To JDY and Modi’s credit, out of the first-time account holders who did sign up through JDY, the low-cost insurance and pension schemes have been relatively popular. MicroSave’s numbers assess that nearly 56% of JDY customers have signed up for an insurance or pension scheme primarily due to its “excellent value proposition and low cost”. There are a number of heart-warming, anecdotal stories of the JDY insurance plan helping out when it is needed most.
However, when it comes to other aspects of financial inclusion, it is clear that the JDY has a long way to go. For instance, each JDY account comes bundled with a RuPay debit card. Not only is the RuPay card distribution rate low (47%) — but the people who have been assigned cards face “issues of non-delivery and non-issuance of PINs”, according to MicroSave’s research. Last-mile connectivity issues are a huge problem that is flagged by almost every study on JDY’s progress.

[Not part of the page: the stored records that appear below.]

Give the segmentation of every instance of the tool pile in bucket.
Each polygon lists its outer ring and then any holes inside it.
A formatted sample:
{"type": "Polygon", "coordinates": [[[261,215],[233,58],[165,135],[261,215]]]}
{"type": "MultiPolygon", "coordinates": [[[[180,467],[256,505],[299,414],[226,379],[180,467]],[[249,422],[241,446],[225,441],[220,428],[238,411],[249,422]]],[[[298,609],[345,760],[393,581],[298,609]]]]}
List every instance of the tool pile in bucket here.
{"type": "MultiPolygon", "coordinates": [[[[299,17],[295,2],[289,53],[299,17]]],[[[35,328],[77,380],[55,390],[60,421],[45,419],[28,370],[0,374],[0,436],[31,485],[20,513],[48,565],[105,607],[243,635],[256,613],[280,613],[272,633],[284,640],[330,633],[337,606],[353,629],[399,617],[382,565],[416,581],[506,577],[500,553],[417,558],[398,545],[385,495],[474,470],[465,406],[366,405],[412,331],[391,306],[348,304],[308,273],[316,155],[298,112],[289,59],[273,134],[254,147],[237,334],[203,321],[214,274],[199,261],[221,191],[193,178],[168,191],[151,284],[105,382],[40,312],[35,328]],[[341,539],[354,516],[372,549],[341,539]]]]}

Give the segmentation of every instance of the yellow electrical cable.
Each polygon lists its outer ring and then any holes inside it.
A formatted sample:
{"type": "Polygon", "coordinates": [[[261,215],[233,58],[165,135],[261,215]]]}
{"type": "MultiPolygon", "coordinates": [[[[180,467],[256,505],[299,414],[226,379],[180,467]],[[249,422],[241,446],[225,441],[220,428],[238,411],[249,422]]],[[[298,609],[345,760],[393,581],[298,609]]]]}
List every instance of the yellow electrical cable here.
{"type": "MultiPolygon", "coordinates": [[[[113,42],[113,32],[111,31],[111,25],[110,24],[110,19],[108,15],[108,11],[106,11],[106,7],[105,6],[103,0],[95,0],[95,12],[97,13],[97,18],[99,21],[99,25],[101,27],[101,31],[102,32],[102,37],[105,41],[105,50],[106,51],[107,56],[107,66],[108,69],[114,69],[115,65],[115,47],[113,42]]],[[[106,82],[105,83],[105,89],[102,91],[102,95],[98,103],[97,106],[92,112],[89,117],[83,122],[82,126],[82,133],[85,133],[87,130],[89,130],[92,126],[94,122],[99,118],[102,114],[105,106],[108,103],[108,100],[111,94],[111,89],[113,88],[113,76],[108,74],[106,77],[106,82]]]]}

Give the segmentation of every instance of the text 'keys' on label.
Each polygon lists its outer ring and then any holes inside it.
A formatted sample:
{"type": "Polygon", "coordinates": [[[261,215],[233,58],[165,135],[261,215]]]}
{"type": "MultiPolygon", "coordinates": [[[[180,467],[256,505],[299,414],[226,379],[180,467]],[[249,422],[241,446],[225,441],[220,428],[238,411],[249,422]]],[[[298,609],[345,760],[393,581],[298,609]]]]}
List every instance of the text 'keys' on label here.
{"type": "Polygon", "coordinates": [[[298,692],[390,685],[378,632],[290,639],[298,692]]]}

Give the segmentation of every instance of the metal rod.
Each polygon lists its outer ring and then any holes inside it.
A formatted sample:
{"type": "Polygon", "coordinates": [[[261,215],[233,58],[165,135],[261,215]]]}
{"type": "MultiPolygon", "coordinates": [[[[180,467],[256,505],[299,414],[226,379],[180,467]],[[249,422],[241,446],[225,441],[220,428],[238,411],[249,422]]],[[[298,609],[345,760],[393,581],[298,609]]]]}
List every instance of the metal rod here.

There are a number of first-hand accounts in the research that point out many customers see no use in a RuPay card – while others worry that family members will misuse the card if it is given to them.
When it comes other financial products such as the overdraft (OD) facility, according to MicroSave, “qualitative analysis revealed banks disinterest in extending OD facility to [JDY] customers, given banks’ unwillingness to take up credit risk for customers with lack of credit and transaction history”. According to the study, only 2% customers per BM have received OD till date.
“If you ask me, while [JDY] is laudable, it is certainly not a runaway success. I don’t think JDY will be commercially viable for the next five years,” said Singh.
Singh’s prescription is more simple: rather than try to push urban-centric financial products on the poorer sections of society, it makes more sense to popularise and spread specific financial instruments aimed at that section of the population. One example of this could be an everyday recurring deposit scheme, or a financial plan that centers around harvest season.